I had mentioned making a large beet salad a couple of weeks ago - we had them this past week, and they were as delicious as ever. They will keep for at least a month when in a vinaigrette - I just open up the container and stir it every few days to make sure the beets stay covered in the dressing. What have you done with your harvest? Please share by emailing me at firstname.lastname@example.org. Please put Anchor Run in the subject line so I can find your email.
Here are a few things we ate this week:
Lettuce, turnips, scallions, cherry tomatoes, herbs - we had grilled a large steak and ate half of it one night and the next night made a huge salad and had the steak with it.
Eggplant, garlic, parsley
- made a batch of Baba Ganoush
- I make a lot of it when we have these beautiful large eggplants and freeze it for use throughout the year. Delicious!!
Peppers, scallions, summer squash, fennel - grilled along with the steak. When they were finished, grated parm cheese, chopped herbs, olive oil and a splash of balsamic vinegar. Leftovers were eaten the next day as a salad for lunch.
Celery, cucumbers - mostly ate as snacks with lunch and while making dinner - sometimes I am really hungry while starting to prep food and rather than noshing on something that will fill me up so I can't enjoy my dinner I will take out celery and cucs, and the crunch of these and high water content are satisfying.
Potluck Celebration Saturday 8/5 6-8pm
By Derek McGeehan
Our next farm potluck meal is Saturday August 5th 6-8pm. Join us under the pavilion for a nice meal shared with your community. Bring a dish to share that is large enough to feed 4-6 adults, your own place settings, and any beverage of your choosing. A brief note/label next to your dish will be helpful to folks with dietary restrictions. The 8th is Gabe's 4th birthday so we'll probably sing the song for him!
Sunday August 6th 6-8pm will be the rainout date.
Rise and Fall of Beloved Veggies
By Derek McGeehan
It's the time of year when disease and pest pressure overwhelms some crops and we start to say goodbye until next year. Bad news first then some good news.
Crops that are currently beginning to show symptoms and will soon be unavailable in the pick up room include summer squash (downy mildew, powdery mildew), cucumbers (downy mildew, bacterial wilt, mosaic virus), and basil (downy mildew, fusarium wilt). Squash and cucumbers should be around for another few weeks but basil may be here for only one more week. Besides tomatoes, these crops are probably the most sensitive to disease and pest pressure and are generally outliers. All of the crops that we grow can be successfully managed completely organically with proactive measures such as crop rotation, maintaining soil health and fertility, and pest barriers like floating row cover. We choose to not resort to organically approved/organically derived sprays when disease or pests arrive.

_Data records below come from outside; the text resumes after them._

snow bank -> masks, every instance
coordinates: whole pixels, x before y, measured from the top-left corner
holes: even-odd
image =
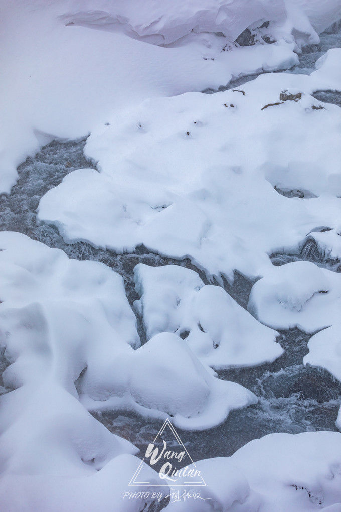
[[[174,334],[159,334],[134,350],[140,345],[136,318],[122,278],[104,264],[70,260],[62,251],[18,233],[1,233],[0,246],[1,342],[11,363],[3,380],[15,389],[3,398],[14,415],[11,418],[7,410],[9,424],[17,414],[14,401],[17,407],[30,404],[30,418],[37,404],[46,401],[42,417],[37,414],[32,427],[35,438],[48,425],[51,429],[56,416],[56,435],[65,431],[65,442],[70,443],[67,433],[74,433],[77,440],[75,433],[79,424],[85,424],[85,419],[81,421],[84,416],[110,440],[108,432],[79,404],[79,394],[88,408],[121,408],[154,418],[171,416],[175,425],[192,429],[212,426],[223,421],[232,409],[257,401],[242,386],[217,379]],[[66,412],[68,402],[70,410],[75,409],[73,414]],[[20,422],[29,422],[23,414]],[[11,432],[7,431],[4,439],[8,435],[12,439]],[[12,457],[19,464],[24,458],[16,438],[7,439],[6,446],[9,449],[11,443],[17,443],[13,451],[20,455]],[[82,458],[103,465],[108,449],[97,454],[96,442],[89,445],[94,453],[88,456],[85,451]],[[57,456],[61,447],[56,445],[53,450]],[[50,464],[50,459],[47,462]]]
[[[229,458],[198,461],[195,467],[206,486],[182,490],[200,491],[200,499],[184,503],[174,493],[169,512],[340,510],[339,433],[270,434]]]
[[[283,39],[222,52],[226,38],[203,34],[184,47],[165,48],[119,32],[65,24],[65,14],[79,9],[96,19],[100,3],[89,3],[88,11],[85,2],[72,0],[2,2],[0,191],[9,192],[17,166],[53,138],[83,137],[113,113],[147,98],[216,89],[233,75],[286,68],[298,61],[294,42]],[[106,5],[130,10],[137,19],[149,12],[141,3]],[[154,13],[164,8],[163,4],[154,6]],[[121,17],[119,9],[117,14],[124,24],[124,14]],[[150,29],[158,33],[155,26]]]
[[[147,0],[73,2],[65,24],[122,31],[155,45],[183,45],[198,34],[221,33],[234,41],[244,30],[259,27],[270,39],[280,34],[299,42],[318,42],[322,32],[341,17],[341,8],[329,0]],[[193,33],[194,33],[193,34]],[[317,40],[316,40],[317,39]]]
[[[309,95],[317,83],[263,75],[113,116],[85,146],[100,173],[71,173],[41,199],[38,219],[69,242],[119,252],[143,244],[189,256],[208,274],[262,275],[268,254],[298,251],[316,226],[341,224],[339,109]]]
[[[310,262],[272,267],[254,285],[247,309],[274,329],[314,332],[339,316],[341,275]]]
[[[261,497],[262,510],[310,511],[341,502],[339,433],[271,434],[230,460]]]
[[[215,370],[272,362],[283,350],[278,333],[259,324],[220,286],[176,265],[134,269],[141,298],[134,307],[147,337],[163,331],[188,334],[186,342],[201,362]]]

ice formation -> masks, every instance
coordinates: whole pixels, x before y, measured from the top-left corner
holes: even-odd
[[[159,503],[123,499],[138,450],[96,419],[198,431],[248,406],[257,415],[258,397],[215,371],[281,364],[278,331],[297,328],[312,335],[303,364],[341,381],[341,278],[322,264],[341,261],[340,110],[314,97],[341,92],[341,49],[310,74],[292,69],[339,2],[2,4],[0,192],[44,144],[88,135],[96,168],[73,167],[37,222],[65,244],[174,264],[135,266],[132,308],[108,265],[0,232],[0,508],[340,512],[339,432],[271,434],[196,461],[200,501]],[[307,244],[315,263],[272,265]],[[236,269],[254,283],[247,310],[228,292]]]

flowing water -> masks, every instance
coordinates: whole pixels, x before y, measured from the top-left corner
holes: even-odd
[[[320,45],[306,49],[301,55],[299,66],[288,72],[310,73],[321,55],[329,48],[340,46],[340,32],[322,34]],[[235,87],[255,77],[255,75],[243,77],[220,90]],[[341,105],[339,94],[324,91],[315,96],[322,101]],[[134,288],[133,270],[140,262],[156,266],[172,264],[191,268],[198,271],[207,283],[204,274],[188,259],[179,261],[150,253],[143,247],[138,248],[133,254],[118,254],[83,242],[67,244],[54,227],[37,225],[36,209],[42,196],[58,185],[69,173],[92,166],[83,156],[84,143],[85,140],[53,141],[34,158],[28,158],[19,166],[19,180],[10,195],[0,196],[0,229],[24,233],[49,247],[62,249],[71,258],[103,262],[123,275],[130,304],[139,298]],[[340,262],[324,260],[318,249],[311,244],[305,246],[299,255],[271,256],[274,265],[299,259],[312,261],[337,271],[341,269]],[[224,287],[245,308],[253,284],[236,272],[233,285],[224,282]],[[141,319],[137,319],[139,334],[144,343],[145,333]],[[224,422],[215,428],[196,432],[178,430],[193,460],[231,455],[252,439],[271,432],[297,433],[336,430],[335,421],[341,404],[341,385],[328,374],[303,366],[302,359],[308,352],[307,344],[310,335],[297,329],[282,331],[279,341],[285,352],[273,364],[218,372],[220,378],[239,382],[251,390],[259,398],[259,401],[232,412]],[[0,374],[8,364],[3,354],[0,354]],[[8,391],[2,383],[0,380],[0,392]],[[142,454],[163,422],[150,421],[140,415],[123,411],[97,413],[95,415],[111,432],[139,447]]]

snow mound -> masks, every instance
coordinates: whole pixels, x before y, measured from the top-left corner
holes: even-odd
[[[134,269],[141,295],[134,307],[147,338],[163,331],[188,334],[186,343],[215,370],[272,362],[283,353],[278,334],[259,323],[220,286],[204,285],[194,271],[176,265]]]
[[[243,386],[216,378],[174,334],[157,334],[130,352],[129,358],[126,354],[108,358],[107,370],[99,376],[100,391],[91,375],[85,375],[80,392],[87,409],[134,410],[154,418],[170,416],[176,426],[202,430],[221,423],[233,409],[257,401]]]
[[[310,96],[315,83],[269,74],[113,116],[85,148],[100,172],[71,173],[41,198],[38,218],[68,242],[119,252],[143,244],[189,256],[208,274],[261,275],[268,254],[297,250],[316,226],[341,223],[339,108]],[[313,198],[289,199],[274,187]]]
[[[98,442],[101,435],[115,440],[81,406],[79,395],[89,408],[170,415],[178,426],[199,429],[257,401],[242,386],[216,378],[174,334],[160,334],[134,350],[140,340],[123,279],[104,264],[69,259],[62,251],[18,233],[1,233],[0,247],[0,340],[10,363],[2,378],[15,389],[3,399],[13,408],[14,417],[12,396],[18,400],[25,393],[23,403],[28,400],[34,410],[48,401],[43,417],[37,414],[34,420],[35,436],[47,425],[51,429],[55,416],[70,443],[67,433],[85,424],[80,420],[84,416],[89,425],[98,425]],[[68,402],[69,409],[79,411],[79,421],[76,412],[73,419]],[[32,410],[29,407],[27,414],[32,415]],[[8,410],[6,414],[10,423],[13,417]],[[29,422],[22,417],[23,424]],[[89,445],[93,453],[97,444]],[[102,463],[108,456],[102,450],[91,457],[85,451],[82,458]]]
[[[54,138],[82,138],[104,125],[113,113],[147,98],[216,89],[233,76],[286,69],[298,62],[294,42],[283,39],[223,52],[226,38],[203,34],[185,46],[165,48],[120,32],[65,25],[75,23],[65,18],[71,12],[85,10],[88,19],[96,19],[100,3],[89,3],[87,11],[86,2],[72,0],[2,2],[2,192],[9,192],[17,179],[16,168],[26,157]],[[105,3],[123,25],[120,8],[130,10],[135,19],[143,12],[151,15],[153,21],[153,10],[144,3]],[[154,3],[154,13],[162,11],[163,4]],[[173,13],[179,5],[174,4]],[[183,7],[180,12],[185,10]],[[161,20],[158,29],[150,27],[157,37],[164,37],[162,24]],[[191,32],[191,28],[186,30]]]
[[[310,512],[341,502],[338,432],[269,434],[245,444],[230,460],[267,512]]]
[[[273,267],[254,285],[248,310],[274,329],[312,333],[332,325],[341,307],[341,275],[314,263]]]
[[[318,0],[166,0],[162,4],[147,0],[143,5],[136,0],[113,5],[110,0],[87,0],[70,3],[70,8],[62,16],[66,24],[122,31],[160,45],[183,45],[202,33],[220,33],[233,41],[245,29],[264,23],[261,33],[269,40],[282,36],[309,44],[319,42],[316,32],[341,17],[341,9],[331,0],[322,5]]]

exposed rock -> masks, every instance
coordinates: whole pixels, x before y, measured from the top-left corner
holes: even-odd
[[[282,91],[280,94],[281,101],[299,101],[302,97],[302,93],[292,94],[288,91]]]

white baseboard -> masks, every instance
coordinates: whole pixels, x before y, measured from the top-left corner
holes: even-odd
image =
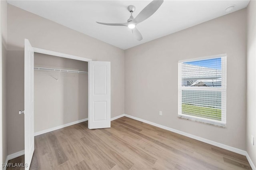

Crops that as of now appear healthy and should soon grace our tables include watermelon, potatoes, onions, tomatillos, husk cherries, blackberries, dill, cilantro, okra, hot peppers, and carrots, as well as an ongoing supply of sweet peppers, eggplant, tomatoes, beans, and lettuces, among other crops.
Some other crops that are nearing the end of their harvest and distribution are fennel, celery, beets, kohlrabi, chard, and cabbage but all except celery will return in late summer and fall. We'll have celeriac instead of celery.